The ongoing IMF Sri Lanka review marks a crucial step in the nation’s post-crisis recovery as the International Monetary Fund conducts its fifth evaluation under the Extended Fund Facility (EFF) program. With steady economic growth, improved tax revenue, and reduced inflation, Sri Lanka’s progress continues to draw international attention and optimism from global financial observers.
Fifth IMF Sri Lanka review shows growth, improved revenue, and stable inflation
An International Monetary Fund (IMF) mission is currently in Sri Lanka conducting the fifth review of its Extended Fund Facility (EFF) program, signaling ongoing international confidence in the country’s economic recovery path. The IMF noted that Sri Lanka’s economy is showing significant resilience, supported by improved fiscal performance and strong government commitment to reform.
IMF Communications Director Julie Kozack confirmed in Washington that the mission team is presently engaged in discussions with Sri Lankan authorities. While specific outcomes will be disclosed at the conclusion of the visit, Kozack emphasized that “the program is achieving impressive progress,” highlighting improvements in revenue collection and inflation control.
According to the IMF, Sri Lanka’s economic growth rebounded to 5 percent in 2024, an encouraging turnaround following the severe financial crisis. The revenue-to-GDP ratio also rose sharply from 8.2 percent in 2022 to 13.5 percent, indicating stronger fiscal discipline. Debt restructuring is nearly complete, and overall program performance under the IMF Sri Lanka review has been described as “very strong.”
Sri Lanka entered the IMF program after defaulting on external debt, caused by years of aggressive monetary policies and inflationary open market operations. Analysts note that the country’s earlier attempts to stimulate growth through flexible inflation targeting contributed to repeated currency crises and rising foreign borrowings. However, recent stabilization efforts have helped restore macroeconomic confidence.
The IMF Sri Lanka review also reflects a shift toward more disciplined central banking practices. The Central Bank has paused excessive liquidity injections and is maintaining higher interest rates to encourage savings and strengthen reserves.

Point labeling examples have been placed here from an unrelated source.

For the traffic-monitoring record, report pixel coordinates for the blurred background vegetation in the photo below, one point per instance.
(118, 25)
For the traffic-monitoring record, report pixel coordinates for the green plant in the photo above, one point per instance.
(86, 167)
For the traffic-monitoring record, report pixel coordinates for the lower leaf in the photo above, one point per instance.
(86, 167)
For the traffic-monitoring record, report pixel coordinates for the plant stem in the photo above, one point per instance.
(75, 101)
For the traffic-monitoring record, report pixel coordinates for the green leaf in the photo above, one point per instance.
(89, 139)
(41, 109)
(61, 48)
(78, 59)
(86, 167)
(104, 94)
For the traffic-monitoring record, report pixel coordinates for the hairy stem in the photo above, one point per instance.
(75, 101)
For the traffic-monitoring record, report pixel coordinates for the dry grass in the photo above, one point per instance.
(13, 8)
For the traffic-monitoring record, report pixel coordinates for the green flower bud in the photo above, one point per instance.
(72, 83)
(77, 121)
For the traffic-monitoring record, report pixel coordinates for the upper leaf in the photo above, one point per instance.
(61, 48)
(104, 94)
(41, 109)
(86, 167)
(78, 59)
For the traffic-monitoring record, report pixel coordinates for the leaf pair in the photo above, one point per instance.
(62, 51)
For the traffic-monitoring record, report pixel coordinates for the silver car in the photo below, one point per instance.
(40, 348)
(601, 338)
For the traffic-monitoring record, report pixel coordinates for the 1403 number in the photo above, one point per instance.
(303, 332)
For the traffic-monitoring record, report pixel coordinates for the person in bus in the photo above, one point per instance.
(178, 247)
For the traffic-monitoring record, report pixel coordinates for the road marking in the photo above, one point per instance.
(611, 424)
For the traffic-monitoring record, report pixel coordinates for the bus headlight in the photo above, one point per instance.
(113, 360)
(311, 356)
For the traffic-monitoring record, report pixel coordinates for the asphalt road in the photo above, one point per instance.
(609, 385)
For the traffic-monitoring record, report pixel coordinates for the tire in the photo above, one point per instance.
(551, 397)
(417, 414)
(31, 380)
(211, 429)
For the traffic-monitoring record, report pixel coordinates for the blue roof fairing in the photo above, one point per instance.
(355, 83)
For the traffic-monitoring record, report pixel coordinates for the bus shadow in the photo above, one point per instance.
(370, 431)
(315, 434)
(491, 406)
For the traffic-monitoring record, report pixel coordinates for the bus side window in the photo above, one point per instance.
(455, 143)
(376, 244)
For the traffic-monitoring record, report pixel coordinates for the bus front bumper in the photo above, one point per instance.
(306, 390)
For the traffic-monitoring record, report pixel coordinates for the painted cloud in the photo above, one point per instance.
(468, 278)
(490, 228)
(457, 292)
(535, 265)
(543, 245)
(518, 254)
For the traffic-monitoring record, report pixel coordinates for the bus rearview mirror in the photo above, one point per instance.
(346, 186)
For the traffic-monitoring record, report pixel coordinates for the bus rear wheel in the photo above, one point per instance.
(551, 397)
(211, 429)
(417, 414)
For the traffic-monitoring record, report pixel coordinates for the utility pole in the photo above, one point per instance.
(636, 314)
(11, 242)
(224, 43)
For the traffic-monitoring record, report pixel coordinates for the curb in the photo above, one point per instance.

In August, it recorded foreign reserve purchases of USD 142 million, reflecting improved currency management.
Inflation has now returned to pre-crisis levels comparable to developed economies, easing pressure on households and businesses. Planning and investment decisions are becoming more predictable as price stability returns. However, analysts caution that if inflationary pressures rise again, it could trigger renewed social unrest and financial instability similar to past crises in other nations.
The IMF review underscores the importance of maintaining policy stability and avoiding politically driven monetary decisions. Sri Lanka’s experience shows that sustained discipline in fiscal and monetary frameworks is essential for long-term economic stability and investment confidence.
As the IMF Sri Lanka review progresses, the government’s commitment to reforms, coupled with prudent monetary policy and transparent governance, will play a pivotal role in steering the nation toward sustainable growth and restoring its global financial credibility.